いつまでに戻って来いとか、リーンの両親は特に言っていなかった気がする。
「戻るのは、半年後とか一年後だと思うの」
「そっか……お父さんとかお母さんとか分かってるのか?」
「分かってると思うの。だからあえて何も言わなかったんだと思う。二人とも何かを言うのをためらっていたから」
「そっか」
リーンがそういうのなら、きっとそうなんだろう。
「リーンがこうして一緒に来てくれるのは、本当に嬉しい。少なくともリーンが一緒にいる間はリーンのお父さんの『死ぬなよ』っていう言葉の責任を持つつもりだから……少しでもリーンに恩返しするために」
まあ元Sランク冒険者のギルドマスターに勝っちゃうほどの実力者だし、恩を返せる気はしないが。

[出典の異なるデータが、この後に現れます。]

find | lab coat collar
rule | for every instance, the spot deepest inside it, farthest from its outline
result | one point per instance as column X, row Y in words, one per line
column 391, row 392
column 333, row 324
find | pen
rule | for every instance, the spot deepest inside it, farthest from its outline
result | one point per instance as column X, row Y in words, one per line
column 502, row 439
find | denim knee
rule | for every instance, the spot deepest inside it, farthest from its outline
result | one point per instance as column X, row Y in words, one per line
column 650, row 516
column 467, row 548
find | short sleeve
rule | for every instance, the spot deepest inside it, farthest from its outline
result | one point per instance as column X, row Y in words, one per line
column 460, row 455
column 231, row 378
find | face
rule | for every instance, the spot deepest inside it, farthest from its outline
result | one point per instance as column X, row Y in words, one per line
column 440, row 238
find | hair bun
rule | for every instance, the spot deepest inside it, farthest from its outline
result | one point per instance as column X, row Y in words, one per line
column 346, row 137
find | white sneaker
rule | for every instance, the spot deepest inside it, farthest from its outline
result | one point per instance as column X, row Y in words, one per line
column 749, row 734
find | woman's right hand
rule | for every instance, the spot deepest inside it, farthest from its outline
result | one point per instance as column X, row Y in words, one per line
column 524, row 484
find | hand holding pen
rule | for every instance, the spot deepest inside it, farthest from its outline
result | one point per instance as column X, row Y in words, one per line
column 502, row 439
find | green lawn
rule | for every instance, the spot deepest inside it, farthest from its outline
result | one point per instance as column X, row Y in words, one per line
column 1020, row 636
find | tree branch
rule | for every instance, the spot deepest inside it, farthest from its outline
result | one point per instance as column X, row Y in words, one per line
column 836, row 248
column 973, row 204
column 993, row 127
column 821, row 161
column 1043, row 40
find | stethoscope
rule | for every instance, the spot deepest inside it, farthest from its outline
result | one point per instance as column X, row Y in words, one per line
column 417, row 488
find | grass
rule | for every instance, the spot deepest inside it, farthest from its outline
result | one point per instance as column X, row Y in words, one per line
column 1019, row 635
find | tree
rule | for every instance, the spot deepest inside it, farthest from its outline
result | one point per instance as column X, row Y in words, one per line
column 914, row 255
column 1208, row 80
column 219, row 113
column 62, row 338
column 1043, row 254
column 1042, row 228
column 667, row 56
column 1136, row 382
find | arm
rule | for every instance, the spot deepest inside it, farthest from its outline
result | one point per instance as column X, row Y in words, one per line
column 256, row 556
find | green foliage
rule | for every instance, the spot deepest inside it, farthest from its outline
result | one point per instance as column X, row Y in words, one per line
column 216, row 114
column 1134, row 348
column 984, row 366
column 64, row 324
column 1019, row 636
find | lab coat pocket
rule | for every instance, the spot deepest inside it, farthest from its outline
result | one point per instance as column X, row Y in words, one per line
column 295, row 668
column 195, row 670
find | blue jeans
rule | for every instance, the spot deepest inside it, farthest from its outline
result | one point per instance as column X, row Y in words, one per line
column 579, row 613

「ありがとう。クリアちゃんが守ってくれるなんて、本当に嬉しい……でも前も言ったと思うけど、あたしずっと前から村から出ようと思ってたの。でもなかなか踏ん切りがつかなくて……だから、こうしてクリアちゃんと一緒に出られただけで本当に嬉しいの! だから恩とかそんなこと感じなくても全然大丈夫だからね!」
確かにそう言っていた。
「でもやっぱりオレばっかり得しているよな、現状」
冒険者ギルドから領主館まで運んでくれたみたいだし、どんどん恩が増えていっている。
「ううん、そんなことない! あたしの方が得してるの! それにあたしクリアちゃんのこと、好き。だから、一緒に旅できるってだけで本当に嬉しいの! ……あ、好きってあれね!! 恋愛的な意味じゃないからね!! あくまで友達としてだから!!」
「ありがとう。オレもリーンのこと好きだ」
好きじゃないわけない。
いきなり村に現れた裸族の完全変態に服をくれたり、記憶喪失っていうのを信じていろいろ世話を焼いてくれたり、風邪をひいたら医者をすぐに連れてきてくれたり、街道で【はぐれワイバーン】を倒した後おんぶで連れてきてくれたし。
「ぅぅぅ……」
リーンは顔を赤くして俯いてしまった。
そんなに赤くなるなら、好きとか言わなければいいのに。
釣られて自分の頬も赤くなっていることに気付く。
「暑いな……そろそろ、寝るか」
冷たい風が吹く。
一滴も汗はかいていなかった。
*
次の日。
また風邪を引いたようだ。
柔らかいベッドの上、オレは「げほっげほっ」と咳払いをした。
なぜだ!?
何がいけなかったんだ!?
寝てる途中で目が覚めて、少し素振りしたことか?
もしくはその後、布団が暑いと思って何もかけずに寝たことか?
それとも、夕食に出たオーク肉のステーキを5回お替りしたことか?
なんだろう、分からない。
あー、これかも。
風呂出た後、髪の毛を乾かさずに素振りをしたこととか?
いやでも、これくらい普通だよな……
ん~、なんだろう?
分からない。
てか、つらい……
「クリアちゃん、おはよう」
隣のベッドから声がした。
「おはよ、リーン……げほっげほっ」
「って、クリアちゃん! また熱出したの!?」
「そのようだ」
認めざるを得ない。
喉が痛い。お腹が痛い。頭も痛い。
体がだるい。
つらい。
風邪とはげにつらきことなり。
前の体だと、風邪なんて一度もひいたことがないのにな。
もしかして体が丈夫とか、そういうところまで反転されてしまっているのか??